- Born: March 6, 1957 (age 69)
- Occupation: Scientist/Academic

Academic background
- Education: Ph.D.
- Alma mater: Indian Institute of Science
- Thesis: (1987)

Academic work
- Discipline: Biology
- Sub-discipline: Biochemistry, Cell Biology
- Institutions: Indian Institute of Science
- Main interests: Research on signal transduction mediated by cyclic nucleotides
- Website: http://mrdg.iisc.ernet.in/sandhyav/index.htm

= Sandhya Srikant Visweswariah =

Indian scientist and academic

Sandhya Srikant Visweswariah is a scientist and academic at the Indian Institute of Science, Bangalore, India. She was the Chairperson of the Department of Developmental Biology and Genetics and the Co-chair of the Department of Bioengineering, Indian Institute of Science. She additionally holds the position of Adjunct Professor, Faculty of Medicine and Dentistry, University of Bergen, Norway. Her research involves the investigation of the mechanism of signal transduction via cyclic nucleotides, phosphodiesterases and novel cyclases in bacteria. Most recently, she was awarded a Bill and Melinda Gates Grand Challenges Explorations Grant for her proposal entitled "A Small Animal Model of ETEC-Mediated Diarrhea".

==Education==
Visweswariah completed her Bachelor of Science in 1977 at Osmania University, Hyderabad, majoring in Botany, Chemistry and Zoology. She then obtained a Master of Science degree in chemistry from the Indian Institute of Technology, Kanpur in 1980. She proceeded to enrol at the PhD programme at the Department of Biochemistry, Indian Institute of Science and was awarded her doctorate in 1987.

==Career==
Visweswariah started her career as a Post-Doctoral Fellow at Astra Research Centre, Bangalore in 1987-1988. After a year at the Astra Research Centre, she was promoted to a scientist position at the same organization, where she stayed on until 1993. In 1993, she was appointed as Assistant Professor at the Department of Molecular Reproduction, Development and Genetics, Indian Institute of Science, where she has held a position since, being promoted to Associate Professor in 1995 and then to Professor in 2005. She is currently the Chairperson of the Department of Molecular Reproduction, Development and Genetics, Indian Institute of Science, Bangalore and Co-chair of the Centre for Biosystems Science and Engineering, Indian Institute of Science. Over the course of 29 years as faculty at the Indian Institute of Science, Visweswariah has mentored more than 30 PhD students.

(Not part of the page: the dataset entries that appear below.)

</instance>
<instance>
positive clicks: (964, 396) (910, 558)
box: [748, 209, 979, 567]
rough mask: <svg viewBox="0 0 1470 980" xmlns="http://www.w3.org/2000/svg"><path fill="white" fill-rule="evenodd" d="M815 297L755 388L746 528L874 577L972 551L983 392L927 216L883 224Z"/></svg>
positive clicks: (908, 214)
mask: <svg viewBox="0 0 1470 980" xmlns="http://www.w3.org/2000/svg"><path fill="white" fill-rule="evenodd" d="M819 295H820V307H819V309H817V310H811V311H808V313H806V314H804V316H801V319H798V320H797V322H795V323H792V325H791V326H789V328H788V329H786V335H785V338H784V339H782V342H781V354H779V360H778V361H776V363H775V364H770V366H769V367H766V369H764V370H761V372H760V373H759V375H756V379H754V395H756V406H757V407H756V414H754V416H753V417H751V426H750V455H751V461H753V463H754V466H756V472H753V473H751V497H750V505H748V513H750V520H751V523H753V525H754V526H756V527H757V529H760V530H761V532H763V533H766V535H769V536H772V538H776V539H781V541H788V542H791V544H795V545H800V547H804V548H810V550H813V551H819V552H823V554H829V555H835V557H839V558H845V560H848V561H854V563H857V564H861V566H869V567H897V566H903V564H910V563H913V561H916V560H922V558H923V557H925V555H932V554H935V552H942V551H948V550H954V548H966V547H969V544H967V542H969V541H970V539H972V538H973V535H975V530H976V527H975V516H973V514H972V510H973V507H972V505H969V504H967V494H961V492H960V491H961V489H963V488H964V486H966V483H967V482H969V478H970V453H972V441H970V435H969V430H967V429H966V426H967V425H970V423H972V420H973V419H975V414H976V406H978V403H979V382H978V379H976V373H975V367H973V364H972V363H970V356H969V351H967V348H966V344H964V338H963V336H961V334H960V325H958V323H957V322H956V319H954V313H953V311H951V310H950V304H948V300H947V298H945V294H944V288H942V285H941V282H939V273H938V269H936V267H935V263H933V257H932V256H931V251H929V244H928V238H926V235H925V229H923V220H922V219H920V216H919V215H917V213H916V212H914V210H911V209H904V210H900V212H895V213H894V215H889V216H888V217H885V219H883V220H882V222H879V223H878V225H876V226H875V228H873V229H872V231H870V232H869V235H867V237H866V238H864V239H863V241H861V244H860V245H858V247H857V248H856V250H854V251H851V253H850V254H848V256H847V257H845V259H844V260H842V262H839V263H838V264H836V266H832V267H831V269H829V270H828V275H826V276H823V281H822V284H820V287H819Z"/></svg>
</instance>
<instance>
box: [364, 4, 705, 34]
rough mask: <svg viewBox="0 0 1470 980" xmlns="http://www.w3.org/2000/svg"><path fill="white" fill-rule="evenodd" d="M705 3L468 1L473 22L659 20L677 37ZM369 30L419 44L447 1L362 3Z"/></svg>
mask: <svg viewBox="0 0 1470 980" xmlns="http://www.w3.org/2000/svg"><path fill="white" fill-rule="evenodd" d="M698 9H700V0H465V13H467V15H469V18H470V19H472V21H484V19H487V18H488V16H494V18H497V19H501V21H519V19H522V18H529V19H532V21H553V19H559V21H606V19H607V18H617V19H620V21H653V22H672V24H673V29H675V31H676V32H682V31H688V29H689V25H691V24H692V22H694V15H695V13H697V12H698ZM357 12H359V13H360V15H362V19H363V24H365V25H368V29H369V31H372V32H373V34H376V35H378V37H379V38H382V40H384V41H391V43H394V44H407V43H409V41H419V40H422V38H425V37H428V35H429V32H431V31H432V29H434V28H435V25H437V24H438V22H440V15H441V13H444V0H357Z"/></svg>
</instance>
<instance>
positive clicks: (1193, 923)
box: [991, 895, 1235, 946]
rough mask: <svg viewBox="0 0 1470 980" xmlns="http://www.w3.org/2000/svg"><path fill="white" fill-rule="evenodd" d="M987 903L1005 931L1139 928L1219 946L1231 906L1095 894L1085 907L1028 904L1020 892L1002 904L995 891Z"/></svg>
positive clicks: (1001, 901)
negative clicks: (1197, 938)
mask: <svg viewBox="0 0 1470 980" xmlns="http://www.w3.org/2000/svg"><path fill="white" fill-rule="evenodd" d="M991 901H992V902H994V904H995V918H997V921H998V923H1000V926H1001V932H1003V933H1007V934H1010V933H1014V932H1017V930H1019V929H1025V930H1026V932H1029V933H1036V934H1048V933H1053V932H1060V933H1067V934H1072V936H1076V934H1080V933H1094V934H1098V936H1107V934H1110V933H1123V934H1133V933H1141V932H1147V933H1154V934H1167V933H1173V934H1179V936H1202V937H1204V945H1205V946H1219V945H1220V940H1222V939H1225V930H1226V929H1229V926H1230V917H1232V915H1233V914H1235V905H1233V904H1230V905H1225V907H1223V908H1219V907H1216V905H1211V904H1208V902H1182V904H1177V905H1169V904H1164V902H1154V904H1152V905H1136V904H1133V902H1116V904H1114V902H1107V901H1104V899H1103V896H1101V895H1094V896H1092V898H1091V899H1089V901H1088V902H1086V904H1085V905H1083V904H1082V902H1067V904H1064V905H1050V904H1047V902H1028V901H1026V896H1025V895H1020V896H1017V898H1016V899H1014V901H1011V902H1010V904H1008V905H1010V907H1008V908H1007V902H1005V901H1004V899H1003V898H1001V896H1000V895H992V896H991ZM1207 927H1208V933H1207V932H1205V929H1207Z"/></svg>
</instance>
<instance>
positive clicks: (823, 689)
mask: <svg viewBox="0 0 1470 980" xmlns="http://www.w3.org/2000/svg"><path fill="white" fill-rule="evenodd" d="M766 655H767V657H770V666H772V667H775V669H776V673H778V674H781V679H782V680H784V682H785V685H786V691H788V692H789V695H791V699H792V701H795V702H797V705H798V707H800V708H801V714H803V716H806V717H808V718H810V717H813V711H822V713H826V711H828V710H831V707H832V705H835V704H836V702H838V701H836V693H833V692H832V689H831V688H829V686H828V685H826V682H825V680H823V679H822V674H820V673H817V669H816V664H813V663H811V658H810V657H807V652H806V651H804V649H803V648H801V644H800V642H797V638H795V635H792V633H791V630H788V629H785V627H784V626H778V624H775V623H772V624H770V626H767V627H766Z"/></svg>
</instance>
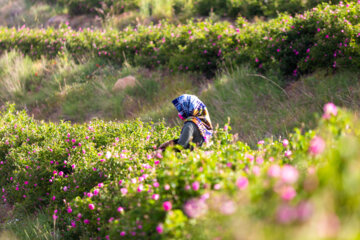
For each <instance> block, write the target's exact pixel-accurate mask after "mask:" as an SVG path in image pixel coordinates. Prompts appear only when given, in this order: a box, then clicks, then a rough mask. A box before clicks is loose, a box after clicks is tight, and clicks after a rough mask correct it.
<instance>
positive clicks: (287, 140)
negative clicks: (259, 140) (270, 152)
mask: <svg viewBox="0 0 360 240" xmlns="http://www.w3.org/2000/svg"><path fill="white" fill-rule="evenodd" d="M282 143H283V146H284V147H287V146H288V145H289V140H287V139H284V140H283V142H282Z"/></svg>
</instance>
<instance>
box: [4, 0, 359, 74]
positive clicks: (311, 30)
mask: <svg viewBox="0 0 360 240" xmlns="http://www.w3.org/2000/svg"><path fill="white" fill-rule="evenodd" d="M359 16H360V4H359V2H351V3H343V2H340V3H339V4H337V5H328V4H323V5H319V6H318V7H317V8H313V9H312V10H309V11H307V12H304V13H303V14H298V15H296V16H294V17H292V16H290V15H281V16H279V17H278V18H276V19H273V20H270V21H268V22H257V23H249V22H247V21H246V20H245V19H243V18H238V20H237V21H236V24H235V25H231V24H230V23H227V22H221V23H211V22H208V21H205V22H191V21H190V22H188V23H187V24H185V25H173V24H169V23H167V22H161V23H159V24H157V25H152V26H138V27H136V28H132V27H128V28H126V29H125V30H124V31H121V32H119V31H117V30H107V31H105V30H103V31H99V30H92V29H79V31H76V30H73V29H71V28H68V27H66V26H64V27H63V28H62V29H59V30H54V29H51V28H50V29H28V28H26V26H23V27H21V28H19V29H15V28H12V29H8V28H0V52H1V51H8V50H10V49H18V50H19V51H21V52H22V53H24V54H27V55H30V56H32V57H35V58H36V57H41V56H44V55H46V56H49V57H53V56H56V55H58V54H62V53H63V52H65V51H69V52H70V53H72V54H74V55H76V56H81V55H84V54H89V53H92V54H94V55H97V56H100V57H103V58H107V59H111V60H114V61H116V62H119V63H123V62H124V61H128V62H129V63H130V64H132V65H139V66H146V67H149V68H156V67H162V68H164V69H167V70H170V71H199V72H203V73H206V74H209V75H211V74H214V73H215V72H216V71H217V70H218V69H219V68H220V67H221V68H222V67H223V66H224V64H227V65H232V64H233V65H238V64H244V63H246V64H249V65H251V66H252V67H254V68H256V69H258V70H259V71H260V72H261V71H268V72H271V73H278V74H280V75H285V76H298V75H300V74H304V73H311V72H313V71H314V70H315V69H319V68H325V69H349V68H350V69H351V68H357V67H359V66H360V56H359V52H360V50H359V49H360V45H359V43H360V18H359Z"/></svg>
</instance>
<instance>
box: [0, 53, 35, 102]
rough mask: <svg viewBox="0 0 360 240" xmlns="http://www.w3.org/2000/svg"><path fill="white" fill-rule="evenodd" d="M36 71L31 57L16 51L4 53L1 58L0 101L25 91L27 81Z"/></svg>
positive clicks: (34, 66) (32, 75)
mask: <svg viewBox="0 0 360 240" xmlns="http://www.w3.org/2000/svg"><path fill="white" fill-rule="evenodd" d="M35 71H36V69H35V66H34V64H33V61H32V60H31V59H30V58H29V57H27V56H26V57H23V56H22V55H21V54H19V53H17V52H16V51H11V52H9V53H4V54H3V55H2V56H1V58H0V85H1V88H0V101H5V100H12V99H14V98H15V96H16V95H19V94H21V93H23V92H24V87H25V83H26V81H28V80H30V79H31V78H33V77H34V74H35Z"/></svg>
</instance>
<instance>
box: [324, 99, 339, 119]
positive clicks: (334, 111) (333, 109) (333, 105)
mask: <svg viewBox="0 0 360 240" xmlns="http://www.w3.org/2000/svg"><path fill="white" fill-rule="evenodd" d="M331 115H333V116H336V115H337V107H336V106H335V104H333V103H331V102H330V103H327V104H325V106H324V114H323V118H324V119H329V118H330V117H331Z"/></svg>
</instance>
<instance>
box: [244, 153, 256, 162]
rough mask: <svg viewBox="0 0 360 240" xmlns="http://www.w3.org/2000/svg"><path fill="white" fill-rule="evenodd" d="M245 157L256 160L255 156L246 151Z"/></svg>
mask: <svg viewBox="0 0 360 240" xmlns="http://www.w3.org/2000/svg"><path fill="white" fill-rule="evenodd" d="M245 159H248V160H249V161H250V162H252V161H254V156H253V155H251V154H248V153H245Z"/></svg>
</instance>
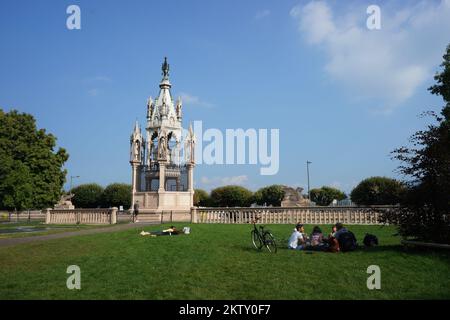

==Membership in professional bodies and editorial boards==
Visweswariah is a fellow of the Indian National Science Academy and the Indian Academy of Sciences: Third World Organisation for women in science. She is a life member of the Society of Biological Chemists (India), Indian Society of Cell Biology (1995–present) and the Society of Research in Reproduction, India (1994–present). Additionally, she is a member of Guha Research Council, India (1997–present), the Alliance for Cell Signalling (1997–present), the TB Structural Genomics Consortium, the American Society for Biochemistry and Molecular Biology (ASBMB), and the American Society for Microbiology (ASM).

She serves an Associate Editor of Frontiers in Cellular Endocrinology.

==Awards and fellowships==
- Gold Medal in Botany, B.Sc. 1978.
- Indian National Science Academy Medal for Young Scientists, 1988.
- Awarded a Short-Term Associateship by the Department of Biotechnology, Government of India for a three-month visit to University of Missouri at Columbia, United States, 1998.
- Recipient of Human Frontier Science Program (HFSP) Short Term Fellowship (2002) to visit University of California, Berkeley in the laboratory of Prof. John Kuriyan.
- Awarded the Central Drug Research Institute Award for Excellence in Drug Research, 2005.
- Recipient of YT Thathachari Award 2009.
- Recipient of a Royal Society International Joint Project with Dr. Roger Buxton, National Institute for Medical Research, UK, London, 2008-2011.
- Fulbright-Nehru Senior Research Fellowship, 2011-2012, spent at the lab of Dr. Sabine Ehrt, Weill Cornell Medical College, New York City, United States.
- AstraZeneca Research Chair Professor, Indian Institute of Science, August 2012 – 2015.
- JC Bose Fellow, 2013–present.
- Recipient of a Bill and Melinda Gates Grand Challenges Explorations Grant, 2014.
- In 2018, she became the fellow of TWAS .
- National Science Chair, SERB 2023–present
- Provost's Visiting Professor, Imperial College London (Sept 2023-Sept 2024)

==Publications==
Visweswariah more than 100 publications in peer-reviewed journals and 5 book chapters to her credit, with a total citation count of over 2000. The full list of publications from the Visweswariah lab can be found on PubMed and ResearchGate.